A peine choisi, à peine contesté. El Hadj Mamoudou Camara, influent imam de Kindia, pensait mener la succession du Kountigui, El Hadj Sékhouna Soumah avec tranquillité, du moins jusqu’à la fin de la période du deuil. Mais c’est une illusion. Il se heurte à la farouche opposition d’une partie non négligeable des Basse-côtiers. Ses adversaires ont décidé de miser sur El Hadj Nana Souna Yansané de Kaloum. Cela engendre une sorte de clanisme au sein de la Coordination. El Hadj Mamoudou est porté par partisans de feu El Hadj Sékhouna et des ‘’sages’’ de Kindia. Nana Souna Yansané bénéficie du soutien du mouvement Labé-Sangni et des ressortissants du Moryah (Forécariah). Un certain El Hadj Moustapha Kaba revendique, lui aussi, la chefferie au nom des préfectures de Boffa et Fria. Chaque camp estime qu’il lui revient de droit de désigner le successeur.
El Hadj Mamoudou est conscient de la division qui minerait la Basse-Côte, mais se voit comme le successeur naturel de son ami, pour régler les différends : « Ceux qui s’opposent au choix porté sur ma modeste personne, je les invite à venir pour qu’on travaille ensemble… La division ne nous mènera nulle part. Ceux qui parlent, savent mieux que moi, que l’union fait défaut en Basse-Guinée. On ne peut parer à cela si ce n’est dans l’union. »
Son appel tombe dans des oreilles de sourds. Le camp de Nana Souna Yansané l’accuse de mépriser le Moryah, de rouler pour un parti politique : « Soutenir El Hadj Mamoudou Camara, c’est soutenir l’UFR de Sidya Touré. Ils en veulent au Moryah, parce qu’ils estiment que des cadres originaires de Forécariah sont à l’origine de leurs échecs en politique et dans l’administration» ; lit-on dans un communiqué du Labé-Sanyi. Ce mouvement accuse aussi l’autre camp de vouloir engager la Basse-Côte dans un bras de fer avec les militaires au pouvoir : « Nous voulons un Kountigui rassembleur, pas clivant ou qui fait de la politique avec la bannière de la Coordination. »
Le Labé-Sanyi estime aussi que l’imam de Kindia ne répond pas aux critères pour être à la tête de la Basse-Côte. Selon lui, la charte, mise en place sous la présidence d’El Hadj Sékhouna, est formelle : « En cas de décès du Kountigui, c’est son adjoint qui assure l’intérim pour 40 jours, suivra ensuite l’intronisation officielle du nouveau Kountigui. » A ses yeux, le poste est sans conteste pour Nana Sounna Yansané. Ce que contestent vigoureusement les proches de l’imam El Hadj Mamoudou. Pour eux, le choix du Kountigui découle toujours d’un consensus entre les notables de la région.

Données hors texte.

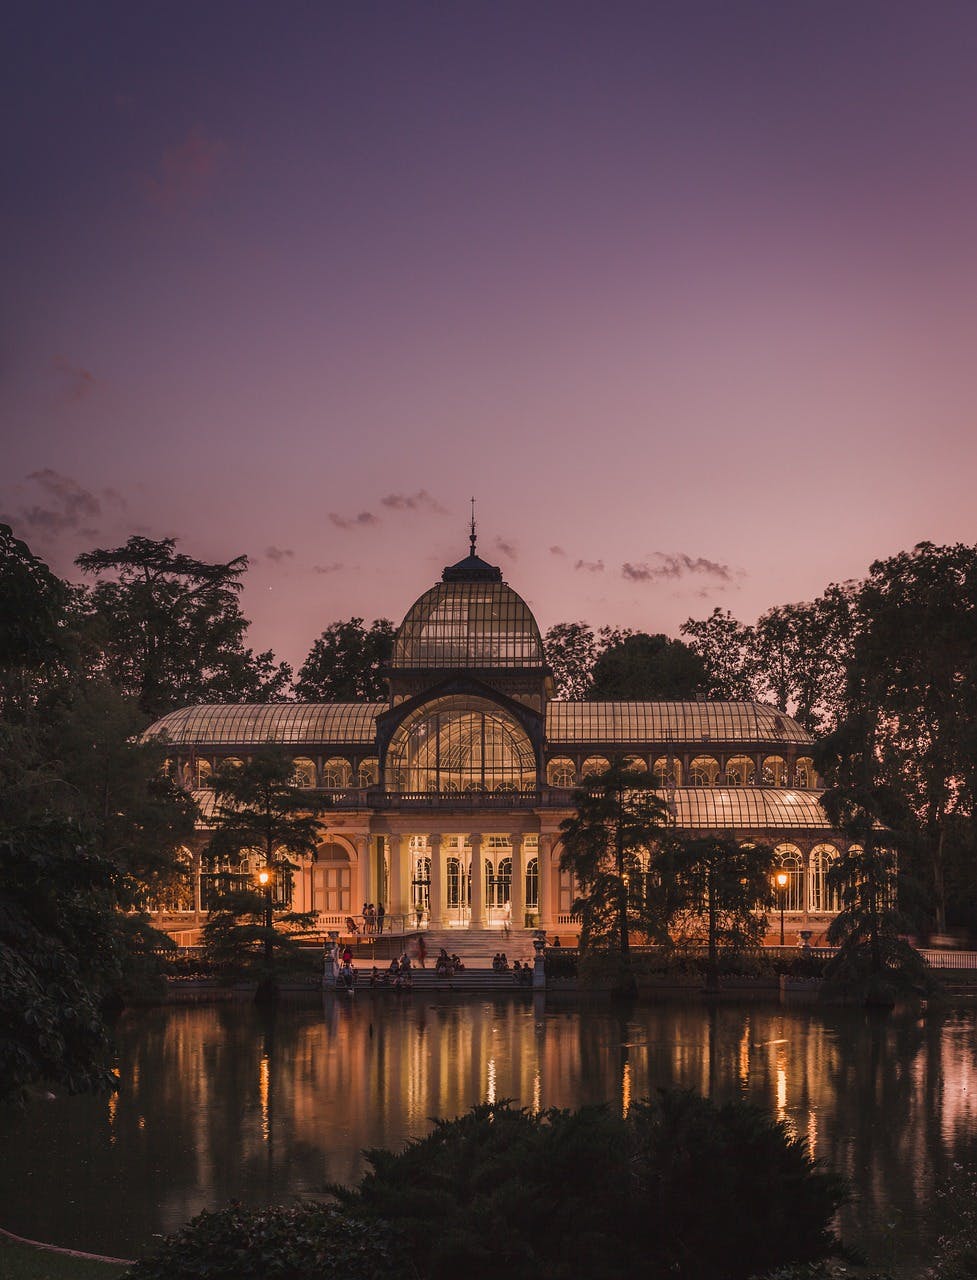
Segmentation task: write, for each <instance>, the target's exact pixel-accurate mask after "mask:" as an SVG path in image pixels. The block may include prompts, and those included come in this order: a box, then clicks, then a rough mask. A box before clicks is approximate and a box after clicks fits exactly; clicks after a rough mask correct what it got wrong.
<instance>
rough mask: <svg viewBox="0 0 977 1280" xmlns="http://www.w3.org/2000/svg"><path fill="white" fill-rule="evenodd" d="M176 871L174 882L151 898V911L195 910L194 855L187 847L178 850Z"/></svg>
mask: <svg viewBox="0 0 977 1280" xmlns="http://www.w3.org/2000/svg"><path fill="white" fill-rule="evenodd" d="M174 870H175V873H177V874H175V876H174V878H173V881H172V882H170V883H169V884H164V886H163V887H161V888H159V890H157V891H156V892H154V893H152V895H151V896H150V899H149V902H147V908H149V910H150V911H192V910H193V854H192V852H191V851H190V850H188V849H187V847H186V845H182V846H181V847H179V849H178V850H177V854H175V865H174Z"/></svg>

A date, le Labé-Sanyi et El Hadj Nana Souna Yansané auraient déjà terminé une tournée dans les 8 préfectures de la Basse-Côte, pour convaincre que ce dernier est le mieux placé pour remplacer le défunt. Ils ont tenu une réunion le dimanche 17 novembre, chez l’ex député, Ibrahima Bangoura. Ils entendent prendre les devants dans les prochaines semaines. La guéguerre de succession à El Hadj Sékhouna Soumah est loin de finir.